Jones, who works with a heating and air conditioning company and owns a three-bedroom home in Monroe, N.C., said that the first year, there was no change in his interest rate. But the rate went up a percentage point in each of the next two years.
The rate was going to notch up another percentage point last fall when Jones and his wife, Delesia, decided it was time to refinance and eliminate the increases with a 30-year, fixed-rate mortgage.
“I wanted to stay under 7 percent,” Jones said. “I’m a person who likes certainty, and I’m getting that my new mortgage.”
In recent months, thousands of homeowners like the Joneses have grown uncomfortable with the rising rates on their adjustable mortgages and have been switching to the fixed-rate variety, mortgage experts say. The advantage is that they lock in an interest rate – and a monthly payment – so that budgeting becomes more predictable.
They can thank the Federal Reserve, which through most of 2006 pushed up short-term interest rates, boosting the costs of adjustable-rate mortgages and other short-term loans, while the rates on long-term debt remained flat.
Jim Svinth, chief economist at LendingTree, an online mortgage marketplace based in Charlotte, N.C., said he’s been seeing a surge in refinancing of ARMs for the past six to eight weeks. He expects the trend to continue well into this year.
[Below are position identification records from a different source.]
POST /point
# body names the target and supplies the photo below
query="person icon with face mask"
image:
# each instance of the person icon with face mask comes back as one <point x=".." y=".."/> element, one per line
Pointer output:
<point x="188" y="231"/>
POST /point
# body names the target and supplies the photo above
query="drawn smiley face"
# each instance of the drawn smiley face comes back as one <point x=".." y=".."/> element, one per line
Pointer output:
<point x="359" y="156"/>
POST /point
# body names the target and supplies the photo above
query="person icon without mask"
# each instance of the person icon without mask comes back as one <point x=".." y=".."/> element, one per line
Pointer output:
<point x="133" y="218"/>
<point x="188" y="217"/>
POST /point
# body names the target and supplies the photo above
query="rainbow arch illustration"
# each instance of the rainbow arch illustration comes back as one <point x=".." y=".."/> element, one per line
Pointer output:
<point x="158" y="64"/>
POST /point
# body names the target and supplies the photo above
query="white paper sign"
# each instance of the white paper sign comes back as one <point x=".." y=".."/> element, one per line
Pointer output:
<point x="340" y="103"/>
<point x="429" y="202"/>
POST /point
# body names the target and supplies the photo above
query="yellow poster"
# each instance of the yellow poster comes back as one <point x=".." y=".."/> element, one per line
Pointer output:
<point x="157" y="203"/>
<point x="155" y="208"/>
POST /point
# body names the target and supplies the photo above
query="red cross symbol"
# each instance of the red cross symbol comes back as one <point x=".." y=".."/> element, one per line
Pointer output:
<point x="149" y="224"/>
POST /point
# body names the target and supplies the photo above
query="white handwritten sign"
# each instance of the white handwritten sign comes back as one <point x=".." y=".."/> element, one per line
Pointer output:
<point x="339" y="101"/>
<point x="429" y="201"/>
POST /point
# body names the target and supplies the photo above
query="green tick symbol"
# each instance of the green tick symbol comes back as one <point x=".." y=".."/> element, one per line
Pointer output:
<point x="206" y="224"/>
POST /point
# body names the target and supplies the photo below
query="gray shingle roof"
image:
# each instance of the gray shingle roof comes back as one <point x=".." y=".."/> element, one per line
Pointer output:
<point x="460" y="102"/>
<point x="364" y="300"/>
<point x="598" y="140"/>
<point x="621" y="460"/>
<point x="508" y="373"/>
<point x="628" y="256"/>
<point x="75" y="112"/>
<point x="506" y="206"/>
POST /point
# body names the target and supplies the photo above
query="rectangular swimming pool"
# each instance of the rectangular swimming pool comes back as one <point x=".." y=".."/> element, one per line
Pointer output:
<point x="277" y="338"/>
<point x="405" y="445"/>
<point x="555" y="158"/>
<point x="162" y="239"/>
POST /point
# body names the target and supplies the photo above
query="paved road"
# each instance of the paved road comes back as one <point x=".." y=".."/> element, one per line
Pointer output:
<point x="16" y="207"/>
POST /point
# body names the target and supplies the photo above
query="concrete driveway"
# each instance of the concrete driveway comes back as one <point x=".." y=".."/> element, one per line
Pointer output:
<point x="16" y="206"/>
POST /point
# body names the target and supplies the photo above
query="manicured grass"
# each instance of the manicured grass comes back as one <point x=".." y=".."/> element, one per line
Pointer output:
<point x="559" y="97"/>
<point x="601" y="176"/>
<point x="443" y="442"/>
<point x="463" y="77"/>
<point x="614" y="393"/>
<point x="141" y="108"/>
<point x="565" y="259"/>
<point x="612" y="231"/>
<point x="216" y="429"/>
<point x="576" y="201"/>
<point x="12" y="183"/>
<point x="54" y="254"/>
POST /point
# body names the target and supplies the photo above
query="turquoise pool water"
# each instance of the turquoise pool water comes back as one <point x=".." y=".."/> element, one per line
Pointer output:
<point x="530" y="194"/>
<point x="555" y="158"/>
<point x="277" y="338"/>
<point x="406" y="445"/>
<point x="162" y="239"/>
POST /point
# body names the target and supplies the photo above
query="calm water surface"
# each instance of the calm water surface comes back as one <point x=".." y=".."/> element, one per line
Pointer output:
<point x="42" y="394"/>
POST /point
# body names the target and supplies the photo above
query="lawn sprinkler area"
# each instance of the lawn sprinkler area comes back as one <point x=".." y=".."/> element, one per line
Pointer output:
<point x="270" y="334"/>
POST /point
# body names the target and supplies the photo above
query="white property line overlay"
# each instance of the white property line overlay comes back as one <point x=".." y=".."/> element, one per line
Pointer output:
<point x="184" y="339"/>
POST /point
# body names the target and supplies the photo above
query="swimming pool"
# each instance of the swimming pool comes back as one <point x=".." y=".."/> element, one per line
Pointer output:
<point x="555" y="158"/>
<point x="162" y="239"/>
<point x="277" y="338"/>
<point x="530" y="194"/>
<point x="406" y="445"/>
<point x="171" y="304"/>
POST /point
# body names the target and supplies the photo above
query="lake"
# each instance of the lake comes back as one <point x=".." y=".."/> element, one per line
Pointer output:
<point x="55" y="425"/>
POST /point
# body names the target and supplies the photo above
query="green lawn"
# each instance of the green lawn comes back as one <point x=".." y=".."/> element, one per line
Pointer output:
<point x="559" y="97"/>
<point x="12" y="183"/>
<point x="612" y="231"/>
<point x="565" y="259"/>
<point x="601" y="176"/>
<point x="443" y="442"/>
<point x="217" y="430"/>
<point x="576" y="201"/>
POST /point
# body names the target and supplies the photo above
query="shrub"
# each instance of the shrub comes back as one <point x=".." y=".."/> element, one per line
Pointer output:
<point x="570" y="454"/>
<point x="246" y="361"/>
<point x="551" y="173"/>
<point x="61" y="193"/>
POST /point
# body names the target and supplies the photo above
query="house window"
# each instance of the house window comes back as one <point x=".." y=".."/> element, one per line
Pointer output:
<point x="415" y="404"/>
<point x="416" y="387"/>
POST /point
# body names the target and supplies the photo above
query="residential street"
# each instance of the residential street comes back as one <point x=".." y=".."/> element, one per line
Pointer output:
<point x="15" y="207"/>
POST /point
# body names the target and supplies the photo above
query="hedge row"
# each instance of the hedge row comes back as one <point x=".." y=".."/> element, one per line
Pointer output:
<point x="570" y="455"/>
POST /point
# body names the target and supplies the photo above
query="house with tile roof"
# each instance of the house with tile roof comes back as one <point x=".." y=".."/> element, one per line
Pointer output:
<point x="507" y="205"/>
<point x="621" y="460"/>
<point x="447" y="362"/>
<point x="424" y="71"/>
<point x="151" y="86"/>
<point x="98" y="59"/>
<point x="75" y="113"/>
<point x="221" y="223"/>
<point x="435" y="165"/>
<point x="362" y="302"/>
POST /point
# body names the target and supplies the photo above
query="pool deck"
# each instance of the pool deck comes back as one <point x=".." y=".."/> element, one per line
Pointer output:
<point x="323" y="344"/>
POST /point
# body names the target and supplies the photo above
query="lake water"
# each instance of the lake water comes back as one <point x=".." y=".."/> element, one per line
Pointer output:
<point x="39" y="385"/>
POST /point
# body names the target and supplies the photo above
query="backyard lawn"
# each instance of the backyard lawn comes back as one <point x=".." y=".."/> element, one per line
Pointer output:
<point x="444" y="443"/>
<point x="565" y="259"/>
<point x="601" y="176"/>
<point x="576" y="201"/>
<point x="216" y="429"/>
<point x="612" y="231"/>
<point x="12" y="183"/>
Among the reasons people are switching is that the difference in the rate on adjustable mortgages and on fixed mortgages has narrowed, he said. For example, the rate on a mortgage that can adjust annually was 5.84 percent in recent weeks, compared with about 6.22 percent on a fixed-rate mortgage.
Many borrowers are opting to pay a little more for the fixed-rate mortgage to avoid the risk of a reset on an adjustable mortgage in the future, Svinth said.
“We’re seeing a lot of people who are saying they’d rather pay half a percent in rate and have the security of a fixed loan, particularly given that the absolute level of rates is down,” he said.
Overall, there’s less demand for mortgages because rates have been on the rise and because home prices have become so expensive that many families have been priced out of the market or are waiting until prices start to come down.